BSM: The roles of Fred and Lili were loosely based on the Lunts.
MM: So, we had a lot of Lunt things going on—their spirits in the theatre and all that. We both really believe in that sort of thing.

PBOL: It occurred to me that which each subsequent production you do together, Marin's part becomes more and more raucous. You started out very decorous in Ragtime.
MM: [Laughs] It's getting closer to what I really am!
BSM: Yeah, my parts are getting nicer. What's up with that?
MM: It's all about women having these journeys and people influencing their lives and their making a change. I always love that challenge. That always draws me to someone, whether it's someone from the Victorian era like Mother or someone who's a whore in Spain in the late 1500's.

PBOL: You're both married.
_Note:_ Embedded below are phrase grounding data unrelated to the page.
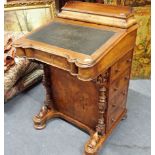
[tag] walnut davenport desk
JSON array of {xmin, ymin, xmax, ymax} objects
[{"xmin": 14, "ymin": 2, "xmax": 138, "ymax": 155}]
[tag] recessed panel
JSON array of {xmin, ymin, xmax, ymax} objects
[{"xmin": 27, "ymin": 22, "xmax": 115, "ymax": 55}]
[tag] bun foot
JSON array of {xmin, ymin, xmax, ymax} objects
[
  {"xmin": 33, "ymin": 105, "xmax": 54, "ymax": 130},
  {"xmin": 34, "ymin": 121, "xmax": 46, "ymax": 130}
]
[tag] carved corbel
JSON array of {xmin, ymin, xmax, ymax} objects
[{"xmin": 85, "ymin": 132, "xmax": 101, "ymax": 154}]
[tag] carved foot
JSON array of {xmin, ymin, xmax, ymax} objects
[
  {"xmin": 33, "ymin": 105, "xmax": 54, "ymax": 130},
  {"xmin": 84, "ymin": 132, "xmax": 102, "ymax": 155}
]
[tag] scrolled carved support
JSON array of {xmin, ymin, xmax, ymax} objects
[
  {"xmin": 42, "ymin": 64, "xmax": 53, "ymax": 109},
  {"xmin": 85, "ymin": 132, "xmax": 101, "ymax": 155},
  {"xmin": 33, "ymin": 64, "xmax": 54, "ymax": 129}
]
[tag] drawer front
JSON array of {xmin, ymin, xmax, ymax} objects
[
  {"xmin": 107, "ymin": 105, "xmax": 125, "ymax": 131},
  {"xmin": 107, "ymin": 88, "xmax": 127, "ymax": 131},
  {"xmin": 108, "ymin": 84, "xmax": 128, "ymax": 114},
  {"xmin": 106, "ymin": 66, "xmax": 130, "ymax": 131},
  {"xmin": 110, "ymin": 51, "xmax": 133, "ymax": 83},
  {"xmin": 109, "ymin": 69, "xmax": 130, "ymax": 99}
]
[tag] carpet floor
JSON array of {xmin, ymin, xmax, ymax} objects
[{"xmin": 4, "ymin": 80, "xmax": 151, "ymax": 155}]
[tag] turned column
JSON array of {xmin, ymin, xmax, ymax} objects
[
  {"xmin": 85, "ymin": 71, "xmax": 109, "ymax": 155},
  {"xmin": 33, "ymin": 64, "xmax": 54, "ymax": 129},
  {"xmin": 42, "ymin": 64, "xmax": 53, "ymax": 109}
]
Have your spouses ever been jealous of you two spending so much time together?
MM: His spouse is in the show—Allyson [Tucker]. And she was in Ragtime, too.

PBOL: She evidently wants to keep an eye on you.
BSM: Yes, she does! [Laughs] But, no, we both have pretty neat spouses.
MM: We have fun going out, the four of us. And we're trying to do a little of that now.
BSM: Unfortunately, when you're doing eight shows a week, especially roles like this—my wife says I go in my monk mode. You just don't visit friends. You can't go out and eat, you can't drink or party. It really is about the show.
MM: It takes over your entire life.

PBOL: Obviously, you two are skilled at musical theatre. Do you ever talk about what play you might do together?
MM: That would be fun to do.
BSM: We could do one of the Lunts' plays
MM: We'll have to talk about it.

PBOL: I was wondering about Paul Brown's huge metal set on Mancha. Do you ever have problems coming down that long flight of stairs?
MM: This set is dangerous.
BSM: I hold on to that railing. I come in with a bag over my head in my first entrance. Now, it's a two-way bag. I can see through it—not well, but I can see through it OK. So, I have my hands on the railing in case anything happened. You could really get seriously hurt on this set.
MM: When I came in, they said, "In this show, the set wins."